This project is an innovative concept for the hierarchical classification of complex textual requirements using Natural Language Processing (NLP) and machine learning techniques. The tool proposes a multi-level analysis structure, combining clustering at primary, secondary, and tertiary levels, supported by an intelligent assistant based on language models (LLMs) for iterative refinement and enriched results.

The project arose from the needs of Educado, a platform dedicated to providing educational content for waste pickers and cooperatives, which faces the challenge of a large volume of technical and social documentation and requirements—making manual organization and interpretation costly and error-prone.

The solution aims to facilitate the organization and interpretation of these large volumes of documents and requirements, enhancing analysis through automation and artificial intelligence, and enabling faster and more reliable decision-making in the development and management of the platform.


2. Motivation

The classification of textual requirements in complex projects faces significant challenges due to the heterogeneous, ambiguous, and voluminous nature of the data. Traditional methods, such as manual classification or simple grouping techniques, become insufficient when dealing with large volumes and multiple levels of hierarchy.
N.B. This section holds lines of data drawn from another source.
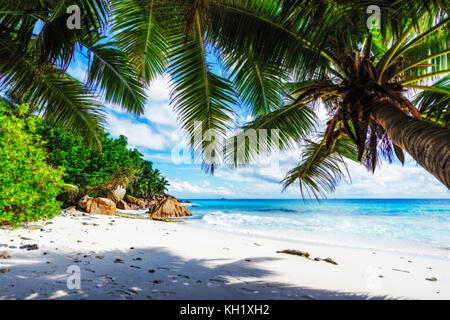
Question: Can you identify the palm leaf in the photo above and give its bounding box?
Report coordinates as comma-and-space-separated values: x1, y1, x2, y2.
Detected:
168, 11, 236, 173
414, 76, 450, 128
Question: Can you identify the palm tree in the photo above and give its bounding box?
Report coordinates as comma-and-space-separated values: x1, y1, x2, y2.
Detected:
0, 0, 450, 197
0, 0, 145, 144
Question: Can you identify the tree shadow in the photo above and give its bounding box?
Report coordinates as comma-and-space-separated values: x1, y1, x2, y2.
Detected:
0, 248, 395, 300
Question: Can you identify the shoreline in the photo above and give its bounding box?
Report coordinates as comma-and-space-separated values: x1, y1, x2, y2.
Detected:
0, 211, 450, 300
186, 218, 450, 262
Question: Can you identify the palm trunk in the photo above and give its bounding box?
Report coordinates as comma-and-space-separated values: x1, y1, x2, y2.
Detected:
373, 102, 450, 189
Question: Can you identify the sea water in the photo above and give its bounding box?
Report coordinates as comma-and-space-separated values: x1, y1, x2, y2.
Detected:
187, 199, 450, 259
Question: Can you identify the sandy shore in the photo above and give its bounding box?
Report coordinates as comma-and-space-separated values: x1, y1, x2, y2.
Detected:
0, 213, 450, 299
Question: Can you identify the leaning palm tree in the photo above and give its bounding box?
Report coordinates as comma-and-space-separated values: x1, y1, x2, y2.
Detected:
161, 0, 450, 197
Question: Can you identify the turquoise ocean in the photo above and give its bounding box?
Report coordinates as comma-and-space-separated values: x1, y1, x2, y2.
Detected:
182, 199, 450, 259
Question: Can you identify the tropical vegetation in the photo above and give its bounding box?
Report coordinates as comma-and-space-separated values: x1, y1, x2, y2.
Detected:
0, 0, 450, 197
40, 125, 168, 203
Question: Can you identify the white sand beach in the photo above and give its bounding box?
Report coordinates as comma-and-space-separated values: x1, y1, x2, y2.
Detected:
0, 212, 450, 299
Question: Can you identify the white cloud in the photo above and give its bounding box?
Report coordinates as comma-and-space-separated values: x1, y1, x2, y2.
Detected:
107, 113, 168, 150
143, 101, 177, 128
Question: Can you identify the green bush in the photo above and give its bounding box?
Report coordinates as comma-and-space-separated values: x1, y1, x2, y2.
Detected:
41, 126, 166, 203
0, 110, 63, 227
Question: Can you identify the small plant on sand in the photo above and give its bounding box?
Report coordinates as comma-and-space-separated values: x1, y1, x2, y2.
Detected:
0, 106, 63, 227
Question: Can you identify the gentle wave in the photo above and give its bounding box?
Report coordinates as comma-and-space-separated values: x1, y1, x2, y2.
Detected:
201, 210, 450, 258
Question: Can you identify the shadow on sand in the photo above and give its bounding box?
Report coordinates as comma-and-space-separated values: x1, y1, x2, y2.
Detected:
0, 248, 396, 300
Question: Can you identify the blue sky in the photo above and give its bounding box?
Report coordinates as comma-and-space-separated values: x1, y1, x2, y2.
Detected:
69, 55, 450, 199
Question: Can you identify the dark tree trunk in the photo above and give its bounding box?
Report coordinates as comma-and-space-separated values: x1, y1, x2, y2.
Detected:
373, 102, 450, 189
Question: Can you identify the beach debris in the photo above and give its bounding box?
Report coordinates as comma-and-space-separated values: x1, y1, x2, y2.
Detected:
20, 244, 39, 251
322, 258, 338, 265
0, 251, 11, 259
277, 249, 309, 258
392, 268, 411, 273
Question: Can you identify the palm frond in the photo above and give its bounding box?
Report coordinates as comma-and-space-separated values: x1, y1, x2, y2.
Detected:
0, 37, 103, 145
168, 12, 236, 174
112, 0, 168, 82
226, 103, 316, 167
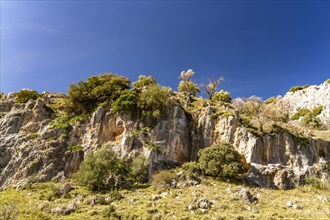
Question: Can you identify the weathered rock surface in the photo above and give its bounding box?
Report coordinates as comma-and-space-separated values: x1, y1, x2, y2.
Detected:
283, 81, 330, 128
0, 82, 330, 189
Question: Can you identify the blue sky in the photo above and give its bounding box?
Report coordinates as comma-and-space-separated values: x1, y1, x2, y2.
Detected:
0, 1, 330, 99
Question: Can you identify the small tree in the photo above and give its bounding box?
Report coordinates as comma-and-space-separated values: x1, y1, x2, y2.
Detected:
74, 147, 127, 191
212, 90, 232, 103
129, 155, 148, 183
198, 145, 245, 179
138, 84, 171, 118
112, 90, 139, 113
132, 75, 157, 90
201, 77, 225, 100
178, 69, 200, 100
66, 73, 130, 115
16, 89, 39, 103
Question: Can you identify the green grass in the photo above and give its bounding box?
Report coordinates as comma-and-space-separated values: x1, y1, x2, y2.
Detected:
0, 179, 330, 220
66, 145, 84, 151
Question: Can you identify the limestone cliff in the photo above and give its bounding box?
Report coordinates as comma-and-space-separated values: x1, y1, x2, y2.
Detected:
0, 81, 330, 188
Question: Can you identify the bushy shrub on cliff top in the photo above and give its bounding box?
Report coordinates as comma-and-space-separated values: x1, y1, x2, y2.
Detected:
74, 147, 127, 191
289, 85, 309, 92
212, 90, 232, 103
73, 147, 148, 191
16, 89, 39, 103
67, 73, 130, 115
198, 145, 245, 179
292, 106, 323, 128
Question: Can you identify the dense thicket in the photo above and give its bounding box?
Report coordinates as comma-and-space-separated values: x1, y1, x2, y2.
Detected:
67, 73, 130, 115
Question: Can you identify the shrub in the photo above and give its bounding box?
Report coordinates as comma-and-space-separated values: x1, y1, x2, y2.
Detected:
178, 81, 201, 97
291, 108, 311, 120
182, 162, 201, 178
112, 90, 139, 113
0, 201, 19, 220
305, 177, 325, 189
66, 73, 130, 115
198, 145, 245, 179
264, 96, 276, 105
289, 85, 309, 92
151, 170, 175, 188
292, 106, 323, 128
49, 115, 72, 132
74, 147, 127, 191
66, 145, 83, 151
132, 75, 157, 90
312, 105, 323, 115
16, 89, 39, 103
178, 69, 201, 98
212, 90, 232, 103
129, 155, 148, 183
138, 84, 171, 118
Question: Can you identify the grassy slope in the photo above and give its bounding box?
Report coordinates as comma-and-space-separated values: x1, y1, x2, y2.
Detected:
0, 180, 330, 219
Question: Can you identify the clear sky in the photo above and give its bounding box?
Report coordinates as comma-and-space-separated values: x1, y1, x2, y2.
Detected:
0, 0, 330, 99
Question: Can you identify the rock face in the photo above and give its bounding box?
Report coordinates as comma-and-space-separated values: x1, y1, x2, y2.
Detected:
283, 81, 330, 128
0, 82, 330, 189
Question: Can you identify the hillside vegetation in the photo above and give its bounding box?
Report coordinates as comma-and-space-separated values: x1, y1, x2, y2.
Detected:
0, 70, 330, 220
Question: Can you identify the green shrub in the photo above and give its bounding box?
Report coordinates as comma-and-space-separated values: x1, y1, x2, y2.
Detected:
301, 113, 321, 128
138, 84, 171, 118
131, 127, 151, 136
132, 75, 157, 90
49, 115, 72, 132
305, 176, 324, 189
16, 89, 39, 103
102, 205, 121, 219
182, 162, 201, 178
112, 90, 139, 113
198, 145, 245, 179
291, 108, 311, 120
211, 111, 234, 119
129, 155, 148, 183
66, 73, 130, 115
264, 96, 277, 105
312, 105, 323, 116
0, 201, 19, 220
151, 170, 175, 189
178, 81, 201, 97
66, 145, 84, 151
289, 85, 309, 92
74, 147, 127, 191
291, 134, 309, 146
45, 184, 61, 201
292, 106, 323, 128
212, 90, 232, 103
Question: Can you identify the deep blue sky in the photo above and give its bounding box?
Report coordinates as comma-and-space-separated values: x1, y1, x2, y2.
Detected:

In this context, the application of advanced NLP techniques and multi-level clustering allows for more granular and intuitive organization of requirements, facilitating understanding, prioritization, and decision-making.

Moreover, the integration of language models (LLMs) as intelligent assistants to suggest refinements, adjust stopwords, and generate automatic labels increases the quality and efficiency of the process, reducing manual effort and increasing accuracy.

This motivation is directly linked to the needs of the Educado project, which requires a system capable of handling large volumes and textual complexities to support its educational and social mission.


3. Main Features

  • Multi-level Classification: Organizes requirements into primary, secondary, and tertiary hierarchical levels, providing analysis granularity.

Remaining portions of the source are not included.